Even the Village, Greenwich Village that is, one of my most visited neighborhoods and the one I go to class, still comes up with surprises, with new things. That made me aware how unrealistic my idea was to get to know New York City in every detail in just 6 months. That’s just not possible. The city is too big and too full of details.
What made me go to the Village today was that my colleague Claus called me yesterday. He and his wife Sabine are spending a week in NYC and we agreed on meeting tomorrow. They haven’t been to New York before and will do the big things every first time visitor wants to do. So I thought it might be a good idea to take them where the New York Pass will not take them but what is an essential part of New York City – the Village.
I thought that we should not just have dinner in a restaurant I would suggest but as well go for a walk to get an idea what Greenwich Village was then and is now. The perfectionist in me thought I should prepare that. So last night I went through all my material about the village and through my memory and decided that I should work out a walk on the spot, today.
So I took my book of literary walks – having two walks in Greenwich Village, one of which I already walked and traveled to W4 – West 4th Street, Washington Square. The Arch in Washington Square Park would be a good meeting point, easily accessible by subway and a village landmark.
Bleecker Street should be on my tour as well as McDougall Street and Christopher Street. Restaurant suggestions would be the Cornelia Street Café and Arturo’s on West Houston.
I followed my walk from the park in southern direction to Bleecker Street and found a part of Bleecker where I apparently had never been before. I had never been to The Market, a space hosting arts and crafts, between Thompson and McDougall Streets. I followed Sullivan down to West Houston to find Arturo’s, one of Manhattan’s most recommended pizzerias. It’s not on the corner of Sullivan but Thompson though. On Thompson I found Lupa, a much recommended Roman Osteria.

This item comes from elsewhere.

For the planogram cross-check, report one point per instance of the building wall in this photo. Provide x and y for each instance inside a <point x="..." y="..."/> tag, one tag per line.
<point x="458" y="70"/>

Most restaurants still offered brunch – it is the weekend.
On McDougall I found a great poster shop and had a break at Caffe Reggio, having a Caffe Latte and a Cannoli. Superb!
From there I walked a little deviation to check out the literary places around Washington Square. Edgar Allen Poe had lived there and Edith Wharton – on the noble north side, Greek revival style. Crossing 6th Avenue took me back to Bleecker Street, its best known part with Carmine and Cornelia as side streets, with Murray’s Cheese, Amy’s Bread and Ottomanelli’s. I followed Bleecker to Christopher Street and Sheridan Square, another must see on a Greenwich Village walk.

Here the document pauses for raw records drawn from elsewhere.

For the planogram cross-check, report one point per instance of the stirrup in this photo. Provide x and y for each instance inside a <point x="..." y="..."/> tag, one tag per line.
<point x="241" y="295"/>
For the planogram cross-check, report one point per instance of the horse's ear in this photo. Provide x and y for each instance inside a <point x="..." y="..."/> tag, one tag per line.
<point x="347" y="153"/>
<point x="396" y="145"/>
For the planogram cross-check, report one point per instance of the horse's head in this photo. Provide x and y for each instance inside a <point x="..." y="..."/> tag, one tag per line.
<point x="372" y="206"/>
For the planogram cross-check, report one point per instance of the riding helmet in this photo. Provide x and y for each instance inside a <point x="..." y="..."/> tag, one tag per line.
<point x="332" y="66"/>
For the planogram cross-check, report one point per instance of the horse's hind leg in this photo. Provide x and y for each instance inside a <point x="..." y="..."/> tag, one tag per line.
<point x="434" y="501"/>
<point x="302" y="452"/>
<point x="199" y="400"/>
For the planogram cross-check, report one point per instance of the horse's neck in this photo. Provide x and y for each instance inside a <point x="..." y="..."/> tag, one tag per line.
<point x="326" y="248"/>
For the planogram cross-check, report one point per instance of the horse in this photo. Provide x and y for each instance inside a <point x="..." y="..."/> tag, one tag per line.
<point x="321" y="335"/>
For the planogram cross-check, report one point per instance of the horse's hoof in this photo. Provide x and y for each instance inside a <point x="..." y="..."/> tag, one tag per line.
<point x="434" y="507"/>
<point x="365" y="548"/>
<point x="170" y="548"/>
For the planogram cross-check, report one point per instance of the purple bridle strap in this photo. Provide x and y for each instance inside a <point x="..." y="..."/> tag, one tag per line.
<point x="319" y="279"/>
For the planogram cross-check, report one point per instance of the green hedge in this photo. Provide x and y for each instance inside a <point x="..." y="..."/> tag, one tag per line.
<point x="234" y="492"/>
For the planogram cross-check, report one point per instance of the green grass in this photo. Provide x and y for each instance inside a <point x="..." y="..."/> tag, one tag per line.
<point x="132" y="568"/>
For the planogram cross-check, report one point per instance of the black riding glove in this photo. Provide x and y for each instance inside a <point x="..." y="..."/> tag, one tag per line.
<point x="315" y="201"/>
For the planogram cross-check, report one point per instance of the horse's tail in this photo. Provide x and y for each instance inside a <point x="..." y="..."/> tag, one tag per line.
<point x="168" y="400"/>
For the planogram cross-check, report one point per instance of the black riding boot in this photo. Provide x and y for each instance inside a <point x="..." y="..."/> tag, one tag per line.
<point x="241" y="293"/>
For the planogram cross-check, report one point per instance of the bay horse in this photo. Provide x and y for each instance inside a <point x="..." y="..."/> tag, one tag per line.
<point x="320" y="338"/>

That would be enough for my visitors. My literary walk took me back to 6th Avenue to see the Jefferson Market Courthouse. This remarkable building had been a court house and a prison and now serves as a library. I must have passed it so often, but never really saw it.
Behind it there is Patchin Place, a little dead end, where Djuna Barnes had a tiny apartment. Finally I walked back towards 5th Avenue on 10th Street, where a lot of authors, among them Mark Twain, had lived.

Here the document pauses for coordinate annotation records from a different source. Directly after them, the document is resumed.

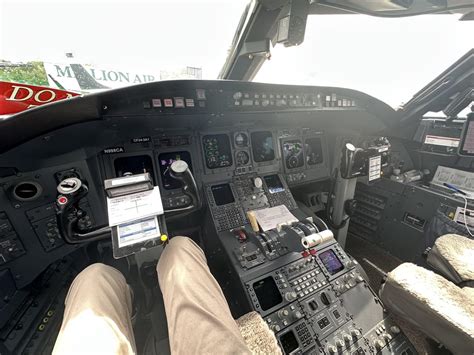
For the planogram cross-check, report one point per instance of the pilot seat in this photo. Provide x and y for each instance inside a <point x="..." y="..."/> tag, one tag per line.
<point x="442" y="307"/>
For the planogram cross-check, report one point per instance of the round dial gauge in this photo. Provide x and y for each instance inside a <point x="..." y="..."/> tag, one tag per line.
<point x="241" y="139"/>
<point x="242" y="158"/>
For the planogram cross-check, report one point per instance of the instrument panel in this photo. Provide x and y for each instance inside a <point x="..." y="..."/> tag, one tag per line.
<point x="117" y="133"/>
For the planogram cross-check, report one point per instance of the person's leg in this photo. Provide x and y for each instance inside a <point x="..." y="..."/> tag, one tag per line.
<point x="97" y="317"/>
<point x="199" y="318"/>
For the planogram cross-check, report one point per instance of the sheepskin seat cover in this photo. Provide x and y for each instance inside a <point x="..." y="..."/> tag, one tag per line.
<point x="257" y="335"/>
<point x="442" y="310"/>
<point x="453" y="255"/>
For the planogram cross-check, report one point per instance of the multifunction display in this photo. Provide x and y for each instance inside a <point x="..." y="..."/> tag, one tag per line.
<point x="217" y="152"/>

I got hungry, a signal to get home. On my way to Astor Place where I could catch the 6 I picked up an Italian bread at a Gristedes and a bottle of Sauvignon Blanc at Wines and Spirits on Broadway. I was so hungry I ate part of the bread on my way home, which was stony. The 5 I cought at Brooklyn Bridge / City Hall, where the 6 ends just took me to Bowling Green. There I had to wait for a 4 to Brooklyn for 8 minutes. I would have starved without the bread.